> every government will absolutely double-issue certificates to police, secret service and friends of goverment, and no one will have any recourse.
Countries already have CA that issue certificates with more legal force than a handwritten signature. I can open a bank account, pay my taxes and sign up to all government services. But I can't use them for a webpage.
> With DANE (or other country-issued certificates)
DANE isn't a country-issued certificate. It's a scheme where you store your public keys on DNS records.
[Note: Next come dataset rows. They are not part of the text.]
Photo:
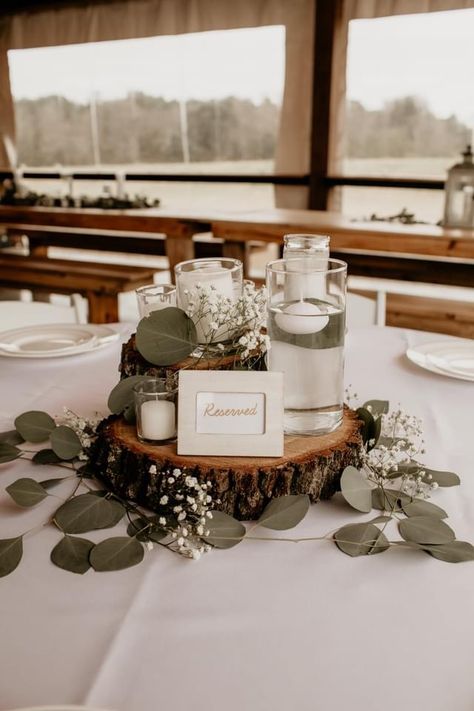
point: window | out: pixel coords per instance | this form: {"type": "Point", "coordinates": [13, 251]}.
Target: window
{"type": "Point", "coordinates": [198, 103]}
{"type": "Point", "coordinates": [409, 110]}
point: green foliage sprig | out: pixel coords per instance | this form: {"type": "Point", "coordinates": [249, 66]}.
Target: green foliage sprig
{"type": "Point", "coordinates": [390, 480]}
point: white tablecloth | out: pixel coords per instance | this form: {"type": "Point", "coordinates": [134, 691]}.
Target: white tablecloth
{"type": "Point", "coordinates": [264, 626]}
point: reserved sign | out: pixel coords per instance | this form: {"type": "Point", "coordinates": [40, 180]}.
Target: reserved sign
{"type": "Point", "coordinates": [238, 413]}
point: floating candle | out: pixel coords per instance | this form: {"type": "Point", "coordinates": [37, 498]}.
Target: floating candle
{"type": "Point", "coordinates": [301, 318]}
{"type": "Point", "coordinates": [158, 420]}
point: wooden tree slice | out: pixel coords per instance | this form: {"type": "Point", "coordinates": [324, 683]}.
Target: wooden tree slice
{"type": "Point", "coordinates": [133, 363]}
{"type": "Point", "coordinates": [244, 485]}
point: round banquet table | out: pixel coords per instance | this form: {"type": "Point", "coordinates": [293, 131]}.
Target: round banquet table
{"type": "Point", "coordinates": [266, 625]}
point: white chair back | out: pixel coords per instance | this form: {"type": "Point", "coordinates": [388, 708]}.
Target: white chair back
{"type": "Point", "coordinates": [16, 314]}
{"type": "Point", "coordinates": [365, 311]}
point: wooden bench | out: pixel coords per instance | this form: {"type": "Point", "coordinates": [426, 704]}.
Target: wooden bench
{"type": "Point", "coordinates": [40, 237]}
{"type": "Point", "coordinates": [99, 283]}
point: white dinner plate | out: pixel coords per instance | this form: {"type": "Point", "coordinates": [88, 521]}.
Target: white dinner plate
{"type": "Point", "coordinates": [454, 358]}
{"type": "Point", "coordinates": [54, 340]}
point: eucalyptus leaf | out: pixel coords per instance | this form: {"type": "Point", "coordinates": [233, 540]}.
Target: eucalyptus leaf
{"type": "Point", "coordinates": [146, 529]}
{"type": "Point", "coordinates": [87, 512]}
{"type": "Point", "coordinates": [389, 499]}
{"type": "Point", "coordinates": [8, 453]}
{"type": "Point", "coordinates": [46, 456]}
{"type": "Point", "coordinates": [65, 443]}
{"type": "Point", "coordinates": [116, 554]}
{"type": "Point", "coordinates": [454, 552]}
{"type": "Point", "coordinates": [284, 512]}
{"type": "Point", "coordinates": [11, 437]}
{"type": "Point", "coordinates": [35, 426]}
{"type": "Point", "coordinates": [377, 407]}
{"type": "Point", "coordinates": [441, 478]}
{"type": "Point", "coordinates": [361, 539]}
{"type": "Point", "coordinates": [26, 492]}
{"type": "Point", "coordinates": [224, 530]}
{"type": "Point", "coordinates": [121, 397]}
{"type": "Point", "coordinates": [166, 337]}
{"type": "Point", "coordinates": [11, 552]}
{"type": "Point", "coordinates": [356, 489]}
{"type": "Point", "coordinates": [425, 529]}
{"type": "Point", "coordinates": [419, 507]}
{"type": "Point", "coordinates": [50, 483]}
{"type": "Point", "coordinates": [72, 553]}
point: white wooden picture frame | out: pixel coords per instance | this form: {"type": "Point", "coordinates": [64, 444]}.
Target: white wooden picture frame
{"type": "Point", "coordinates": [230, 413]}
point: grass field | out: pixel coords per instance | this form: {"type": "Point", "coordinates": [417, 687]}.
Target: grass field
{"type": "Point", "coordinates": [427, 205]}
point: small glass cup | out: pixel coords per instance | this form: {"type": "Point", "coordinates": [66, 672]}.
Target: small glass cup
{"type": "Point", "coordinates": [156, 410]}
{"type": "Point", "coordinates": [154, 297]}
{"type": "Point", "coordinates": [306, 325]}
{"type": "Point", "coordinates": [223, 276]}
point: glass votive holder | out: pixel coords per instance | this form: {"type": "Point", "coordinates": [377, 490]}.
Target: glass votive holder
{"type": "Point", "coordinates": [154, 297]}
{"type": "Point", "coordinates": [156, 410]}
{"type": "Point", "coordinates": [198, 278]}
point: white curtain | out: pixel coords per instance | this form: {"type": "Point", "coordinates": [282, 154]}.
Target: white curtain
{"type": "Point", "coordinates": [126, 19]}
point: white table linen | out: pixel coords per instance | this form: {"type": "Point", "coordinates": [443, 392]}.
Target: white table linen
{"type": "Point", "coordinates": [266, 625]}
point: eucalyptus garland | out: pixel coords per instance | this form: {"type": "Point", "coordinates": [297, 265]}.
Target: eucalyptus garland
{"type": "Point", "coordinates": [391, 481]}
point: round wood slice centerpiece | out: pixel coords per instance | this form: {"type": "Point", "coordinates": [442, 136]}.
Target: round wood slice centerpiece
{"type": "Point", "coordinates": [244, 485]}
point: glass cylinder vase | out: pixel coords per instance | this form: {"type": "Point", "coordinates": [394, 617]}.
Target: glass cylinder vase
{"type": "Point", "coordinates": [156, 410]}
{"type": "Point", "coordinates": [306, 325]}
{"type": "Point", "coordinates": [207, 289]}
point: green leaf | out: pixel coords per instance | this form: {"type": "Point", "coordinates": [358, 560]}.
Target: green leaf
{"type": "Point", "coordinates": [87, 512]}
{"type": "Point", "coordinates": [454, 552]}
{"type": "Point", "coordinates": [46, 456]}
{"type": "Point", "coordinates": [35, 426]}
{"type": "Point", "coordinates": [65, 442]}
{"type": "Point", "coordinates": [380, 519]}
{"type": "Point", "coordinates": [166, 337]}
{"type": "Point", "coordinates": [26, 492]}
{"type": "Point", "coordinates": [441, 478]}
{"type": "Point", "coordinates": [224, 530]}
{"type": "Point", "coordinates": [389, 499]}
{"type": "Point", "coordinates": [361, 539]}
{"type": "Point", "coordinates": [121, 397]}
{"type": "Point", "coordinates": [11, 437]}
{"type": "Point", "coordinates": [72, 553]}
{"type": "Point", "coordinates": [418, 507]}
{"type": "Point", "coordinates": [116, 554]}
{"type": "Point", "coordinates": [8, 453]}
{"type": "Point", "coordinates": [11, 551]}
{"type": "Point", "coordinates": [378, 407]}
{"type": "Point", "coordinates": [49, 483]}
{"type": "Point", "coordinates": [284, 512]}
{"type": "Point", "coordinates": [425, 529]}
{"type": "Point", "coordinates": [356, 489]}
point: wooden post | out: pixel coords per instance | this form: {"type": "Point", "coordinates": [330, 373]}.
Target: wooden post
{"type": "Point", "coordinates": [326, 17]}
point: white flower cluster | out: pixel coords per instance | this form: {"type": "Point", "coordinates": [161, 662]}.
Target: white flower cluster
{"type": "Point", "coordinates": [394, 455]}
{"type": "Point", "coordinates": [85, 429]}
{"type": "Point", "coordinates": [185, 512]}
{"type": "Point", "coordinates": [240, 321]}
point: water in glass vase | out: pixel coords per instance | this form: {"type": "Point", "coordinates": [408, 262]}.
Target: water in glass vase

Of course, now we have the issue that DNSSEC (signed DNS records) isn't widespread and the whole issue with DNS registries.
DANE is entirely dependent on DNSSEC, and DNSSEC is, by design, under the government control, with all the bureaucratic mess and mistakes this implies.
This would be pretty terrible if anyone actually cared about DNSSEC, but luckily for us, no one cares.. So let's keep things this way.
Domain registries can already get a certificate for your domain by changing the address to their own server temporarily and then doing ACME with LE. So no new vector is introduced by directly putting the cert in DNS.
You obviously don't know how DNSSEC works. The DNS root of trust is ICANN, not a government.
That's worse, because ICANN is effectively the US government.
I'm the first to admit ICANN has issues, but US government control doesn't seem to be one of them.